Unit 5 Learning from Random Samples
This week, we’re coming into the big turn in the class, from probability theory to sampling theory.
In the probability theory section of the course, we developed the theoretically best possible set of models. Namely, we said that if our goal is to produce a model that minimizes the Mean Squared Error that expectation and conditional expectation are as good as it gets. That is, if we only have the outcome series, \(Y\), we cannot possibly improve upon \(E[Y]\), the expectation of the random variable \(Y\). If we have additional data on hand, say \(X\) and \(Y\), then the best model of \(Y\) given \(X\) is the conditional expectation, \(E[Y|X]\).
We have also said that because this conditional expectation function might be complex, and hard to inform with data, that we might also be interested in a principled simplification of the conditional expectation function – the simplification that requires our model be a line.

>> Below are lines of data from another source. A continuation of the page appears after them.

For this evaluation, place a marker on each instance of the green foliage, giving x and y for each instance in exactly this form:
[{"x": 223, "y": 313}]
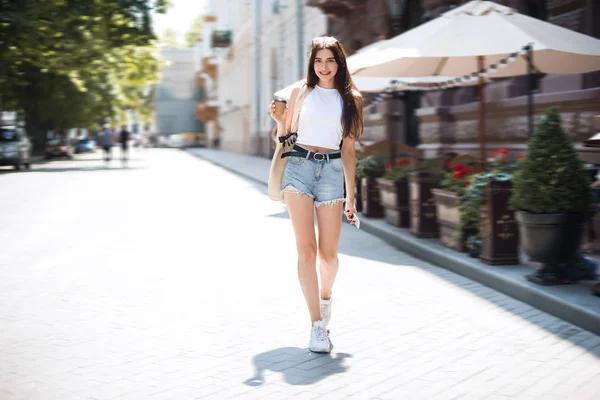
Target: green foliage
[
  {"x": 551, "y": 178},
  {"x": 72, "y": 63},
  {"x": 368, "y": 164},
  {"x": 429, "y": 165},
  {"x": 169, "y": 40},
  {"x": 397, "y": 170},
  {"x": 501, "y": 168},
  {"x": 474, "y": 195},
  {"x": 194, "y": 32},
  {"x": 457, "y": 179}
]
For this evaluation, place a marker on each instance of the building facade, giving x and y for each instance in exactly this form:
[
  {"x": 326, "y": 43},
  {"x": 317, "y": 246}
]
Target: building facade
[
  {"x": 447, "y": 120},
  {"x": 176, "y": 95}
]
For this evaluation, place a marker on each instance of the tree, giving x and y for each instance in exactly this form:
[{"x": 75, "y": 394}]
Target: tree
[
  {"x": 194, "y": 32},
  {"x": 169, "y": 39}
]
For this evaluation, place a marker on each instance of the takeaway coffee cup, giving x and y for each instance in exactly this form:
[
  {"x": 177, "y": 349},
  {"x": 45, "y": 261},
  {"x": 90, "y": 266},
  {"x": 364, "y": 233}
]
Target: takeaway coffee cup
[{"x": 280, "y": 106}]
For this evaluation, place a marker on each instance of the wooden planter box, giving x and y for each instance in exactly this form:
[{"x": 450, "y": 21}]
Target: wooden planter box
[
  {"x": 394, "y": 199},
  {"x": 498, "y": 228},
  {"x": 448, "y": 214},
  {"x": 371, "y": 204},
  {"x": 423, "y": 213},
  {"x": 358, "y": 196}
]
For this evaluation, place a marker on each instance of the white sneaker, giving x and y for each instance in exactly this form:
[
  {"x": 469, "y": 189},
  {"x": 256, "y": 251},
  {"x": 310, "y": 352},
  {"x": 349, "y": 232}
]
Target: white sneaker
[
  {"x": 319, "y": 338},
  {"x": 326, "y": 311}
]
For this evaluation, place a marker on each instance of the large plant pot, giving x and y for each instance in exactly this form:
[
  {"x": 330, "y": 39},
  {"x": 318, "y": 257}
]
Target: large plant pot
[
  {"x": 553, "y": 240},
  {"x": 371, "y": 203},
  {"x": 448, "y": 214},
  {"x": 498, "y": 228},
  {"x": 394, "y": 199},
  {"x": 423, "y": 213},
  {"x": 358, "y": 196}
]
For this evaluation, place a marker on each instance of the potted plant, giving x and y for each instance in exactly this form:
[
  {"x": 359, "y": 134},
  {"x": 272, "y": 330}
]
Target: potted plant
[
  {"x": 551, "y": 195},
  {"x": 448, "y": 198},
  {"x": 485, "y": 213},
  {"x": 393, "y": 191},
  {"x": 423, "y": 214},
  {"x": 368, "y": 169}
]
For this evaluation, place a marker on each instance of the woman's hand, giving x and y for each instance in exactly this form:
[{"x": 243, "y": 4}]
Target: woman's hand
[
  {"x": 350, "y": 208},
  {"x": 279, "y": 118}
]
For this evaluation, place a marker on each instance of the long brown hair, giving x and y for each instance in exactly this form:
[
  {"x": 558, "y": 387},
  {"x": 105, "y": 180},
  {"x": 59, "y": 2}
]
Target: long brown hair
[{"x": 352, "y": 118}]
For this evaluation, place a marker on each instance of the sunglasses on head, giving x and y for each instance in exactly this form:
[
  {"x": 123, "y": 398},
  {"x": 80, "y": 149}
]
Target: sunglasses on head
[{"x": 324, "y": 40}]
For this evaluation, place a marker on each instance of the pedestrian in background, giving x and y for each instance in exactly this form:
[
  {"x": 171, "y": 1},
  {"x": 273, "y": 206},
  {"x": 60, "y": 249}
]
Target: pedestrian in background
[
  {"x": 106, "y": 142},
  {"x": 324, "y": 155},
  {"x": 124, "y": 140}
]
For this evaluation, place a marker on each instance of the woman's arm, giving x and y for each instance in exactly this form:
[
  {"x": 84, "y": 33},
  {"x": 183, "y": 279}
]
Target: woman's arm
[{"x": 349, "y": 163}]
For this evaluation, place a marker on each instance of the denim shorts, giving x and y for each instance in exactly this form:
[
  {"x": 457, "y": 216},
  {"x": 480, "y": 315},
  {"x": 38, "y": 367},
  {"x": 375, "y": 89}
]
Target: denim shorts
[{"x": 321, "y": 180}]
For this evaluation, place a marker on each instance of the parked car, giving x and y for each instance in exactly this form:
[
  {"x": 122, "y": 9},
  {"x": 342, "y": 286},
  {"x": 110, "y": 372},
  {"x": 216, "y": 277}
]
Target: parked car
[
  {"x": 15, "y": 147},
  {"x": 85, "y": 146},
  {"x": 58, "y": 148}
]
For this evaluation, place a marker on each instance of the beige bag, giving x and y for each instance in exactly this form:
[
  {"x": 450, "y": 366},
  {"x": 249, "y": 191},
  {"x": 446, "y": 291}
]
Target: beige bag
[{"x": 277, "y": 163}]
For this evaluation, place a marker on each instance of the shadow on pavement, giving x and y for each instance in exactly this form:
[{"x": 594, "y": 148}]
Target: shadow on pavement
[
  {"x": 76, "y": 169},
  {"x": 298, "y": 366}
]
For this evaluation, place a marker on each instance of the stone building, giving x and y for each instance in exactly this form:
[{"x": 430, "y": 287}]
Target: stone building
[
  {"x": 176, "y": 94},
  {"x": 267, "y": 49},
  {"x": 447, "y": 120}
]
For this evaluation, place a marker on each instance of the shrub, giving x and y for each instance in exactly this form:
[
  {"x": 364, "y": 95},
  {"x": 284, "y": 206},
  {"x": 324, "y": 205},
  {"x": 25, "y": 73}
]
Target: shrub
[{"x": 551, "y": 178}]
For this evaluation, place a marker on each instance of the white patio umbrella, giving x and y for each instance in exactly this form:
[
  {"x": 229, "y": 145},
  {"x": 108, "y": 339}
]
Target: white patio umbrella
[
  {"x": 480, "y": 38},
  {"x": 380, "y": 84}
]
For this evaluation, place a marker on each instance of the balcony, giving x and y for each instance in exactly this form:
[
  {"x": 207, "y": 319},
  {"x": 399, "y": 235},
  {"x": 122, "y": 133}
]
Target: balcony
[
  {"x": 210, "y": 67},
  {"x": 336, "y": 8},
  {"x": 221, "y": 39},
  {"x": 207, "y": 111}
]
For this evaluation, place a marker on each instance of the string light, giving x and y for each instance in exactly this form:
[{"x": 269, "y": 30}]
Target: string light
[{"x": 483, "y": 73}]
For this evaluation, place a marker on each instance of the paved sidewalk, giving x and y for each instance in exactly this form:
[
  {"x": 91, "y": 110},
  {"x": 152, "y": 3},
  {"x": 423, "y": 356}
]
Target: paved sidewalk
[
  {"x": 573, "y": 303},
  {"x": 171, "y": 278}
]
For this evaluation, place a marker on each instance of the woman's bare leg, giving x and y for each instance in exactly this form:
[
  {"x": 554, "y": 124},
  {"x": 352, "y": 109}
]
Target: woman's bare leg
[
  {"x": 329, "y": 221},
  {"x": 301, "y": 210}
]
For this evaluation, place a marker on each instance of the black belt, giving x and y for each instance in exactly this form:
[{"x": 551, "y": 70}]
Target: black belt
[{"x": 311, "y": 155}]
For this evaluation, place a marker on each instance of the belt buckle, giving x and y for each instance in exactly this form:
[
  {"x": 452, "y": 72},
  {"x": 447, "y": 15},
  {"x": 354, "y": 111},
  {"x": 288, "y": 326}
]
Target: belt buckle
[{"x": 318, "y": 154}]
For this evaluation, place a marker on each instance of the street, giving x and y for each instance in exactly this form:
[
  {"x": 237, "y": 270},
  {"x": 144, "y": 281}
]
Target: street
[{"x": 175, "y": 279}]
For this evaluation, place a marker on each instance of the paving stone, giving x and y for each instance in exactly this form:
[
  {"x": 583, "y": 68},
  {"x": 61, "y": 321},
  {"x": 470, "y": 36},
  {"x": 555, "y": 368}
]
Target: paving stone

With this simplification in mind, we derived the linear system that produces the minimum MSE: the ratio of covariance between variables to variance of the predictor:
\[ \beta_{BLP} = \frac{Cov[Y,X]}{V[X]}. \]
We noted, quickly, that the simple case of only two variables – an outcome and a single predictor – generalizes nicely into the (potentially very) many dimensional case. If the many-dimensional \(BLP\) is denoted as \(g(\mathbf{X}) = b_{0} + b_{1}X_{1} + \dots + b_{k}X_{k}\), then we can arrive at the sloped between one particular predictor, \(X_{k}\), and the outcome, \(Y\), as:
\[ b_{k} = \frac{\partial g(\mathbf{X})}{\partial X_{k}}. \]